Hudson hones environmental rules
By Nick Zacharias
PHOTO BY NICK ZACHARIAS
Hudson town council committed over $80,000 to pay for a plan to restore Pine Lake – a plan that has been promised since the dam broke, draining the lake seven years ago.
The March 1 virtual meeting of the Hudson town council saw members turn their attention to matters of environmental protection. Specifically, there was some movement on the long-awaited Pine Lake restoration file, and approvals for motions and draft by-Laws for tree and woodland protection as well as increased pesticide controls. Said Mayor Jamie Nicholls, “The orientation of council isn’t only to preserve our existing natural heritage, but add to it and provide citizens the tools that they need to protect the natural environment around them.”
Plans for Pine Lake
Ever since the dam that held back Vivery Creek to create Pine Lake failed in 2014, there has been talk of restoration – but so far the dam has remained broken. Following studies of the area, and an arrangement with the town of Saint-Lazare to provide $100,000 in funding, council was finally able to award a contract to develop a plan to replace the dam and create a wetland that will serve as fish habitat. “This is the item that many people have been waiting for,” said Nicholls.
The contract for the creation of a plan went to Stantec, the sole bidder out of three who were invited, and the cost for the plan will be just under $83,000 before taxes. Nicholls said they will be consulting with residents who live adjacent to the area as the plan is developed.
Speaking for the trees
On the woodland front, council adopted the first draft of a by-Law amendment to add some new protections for trees. Included in the amendment is a rule banning the cutting of trees during the critical season for migratory birds, and the laying down of rules for the ratio of trees that need to be conserved on given lots on a sliding scale based on lot size.
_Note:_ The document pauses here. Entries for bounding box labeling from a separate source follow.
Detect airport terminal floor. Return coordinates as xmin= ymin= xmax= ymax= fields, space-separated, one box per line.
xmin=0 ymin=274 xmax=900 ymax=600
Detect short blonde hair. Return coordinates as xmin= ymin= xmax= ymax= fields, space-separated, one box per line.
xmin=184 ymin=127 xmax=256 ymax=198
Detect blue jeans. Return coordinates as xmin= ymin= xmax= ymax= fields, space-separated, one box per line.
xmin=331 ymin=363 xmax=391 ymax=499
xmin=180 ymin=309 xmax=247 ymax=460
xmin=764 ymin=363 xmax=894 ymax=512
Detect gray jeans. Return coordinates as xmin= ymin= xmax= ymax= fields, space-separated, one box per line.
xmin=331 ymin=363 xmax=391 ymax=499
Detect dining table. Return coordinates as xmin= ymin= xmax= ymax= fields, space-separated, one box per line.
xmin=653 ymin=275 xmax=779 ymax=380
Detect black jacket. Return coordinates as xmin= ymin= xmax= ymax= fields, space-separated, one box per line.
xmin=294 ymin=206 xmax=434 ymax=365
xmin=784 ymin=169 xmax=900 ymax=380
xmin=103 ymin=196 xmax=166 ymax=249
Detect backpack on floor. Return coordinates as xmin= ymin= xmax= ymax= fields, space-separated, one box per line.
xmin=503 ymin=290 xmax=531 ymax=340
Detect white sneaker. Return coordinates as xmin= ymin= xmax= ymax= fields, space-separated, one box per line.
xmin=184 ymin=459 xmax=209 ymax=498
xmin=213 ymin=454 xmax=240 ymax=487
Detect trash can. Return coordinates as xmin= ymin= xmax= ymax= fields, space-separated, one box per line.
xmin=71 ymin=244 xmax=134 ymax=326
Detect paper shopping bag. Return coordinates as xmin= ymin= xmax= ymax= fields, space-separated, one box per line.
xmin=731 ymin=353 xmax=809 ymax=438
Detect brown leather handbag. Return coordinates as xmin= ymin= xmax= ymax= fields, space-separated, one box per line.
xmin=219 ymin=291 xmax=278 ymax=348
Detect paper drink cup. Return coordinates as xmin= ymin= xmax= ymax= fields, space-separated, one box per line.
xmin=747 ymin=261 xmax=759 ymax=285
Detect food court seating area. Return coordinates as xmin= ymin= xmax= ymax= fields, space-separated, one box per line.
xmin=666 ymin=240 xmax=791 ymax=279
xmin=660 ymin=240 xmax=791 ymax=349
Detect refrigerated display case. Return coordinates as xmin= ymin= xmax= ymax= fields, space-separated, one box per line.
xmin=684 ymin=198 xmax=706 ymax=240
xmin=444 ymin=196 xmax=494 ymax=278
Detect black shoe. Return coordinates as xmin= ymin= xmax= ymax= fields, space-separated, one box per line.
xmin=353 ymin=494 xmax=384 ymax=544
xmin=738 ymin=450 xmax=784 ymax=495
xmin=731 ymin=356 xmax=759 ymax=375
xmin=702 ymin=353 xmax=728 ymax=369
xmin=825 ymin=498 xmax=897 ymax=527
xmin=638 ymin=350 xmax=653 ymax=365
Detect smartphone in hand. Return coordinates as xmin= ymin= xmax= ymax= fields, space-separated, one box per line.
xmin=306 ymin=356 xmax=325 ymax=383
According to Councillor Jim Duff, the purpose is to bring the by-Laws into line with recommendations in the comprehensive Eco2urb report.
Other draft modifications tabled were to change the requirements for tree cutting authorization certificates, and to create tariffs for cutting permits as a deposit against the replacement of cut trees as required.
Pesticide control refocused
Thirty years after Hudson’s landmark pesticide control by-Law was passed (following a fight that went all the way to the Supreme Court, noted Nicholls) council tabled a draft to add increased restrictions on pesticide use. Included in the draft are regulations encouraging the use of low impact materials like vinegar or borax to control weeds, and for golf courses (that haven’t already) to come up to meet Audubon International standards for eco-friendly stewardship. Nicholls said there is also a requirement for farmers to submit a detailed annual report of all materials they have applied to the soil.
Resident Adrian Burke spoke up in the live question period to say he was looking forward to reading the new by-Law, since pesticides have a five to 10-year impact on streams and soil (and our bodies). To establish a baseline for comparison, he wondered, “When are we going to see the report that we paid for… to analyze the (pesticide) data that was supposed to be submitted by the golf courses and the farmers in Hudson following our existing by-Law?” Nicholls responded, “I would encourage you to go the town hall or phone town hall to make a request for this, and we’ll see.”
When Burke came back on the line to clarify that he felt the report should be made public on the town’s website for all to see, Nicholls said they would not likely be doing that because the privacy of individual parties has to be respected, and because “…the average citizen doesn’t exactly know what a lot of these chemicals are.” That is why, he said, the town is planning to conduct future webinars around environmental topics to make sure the public understands.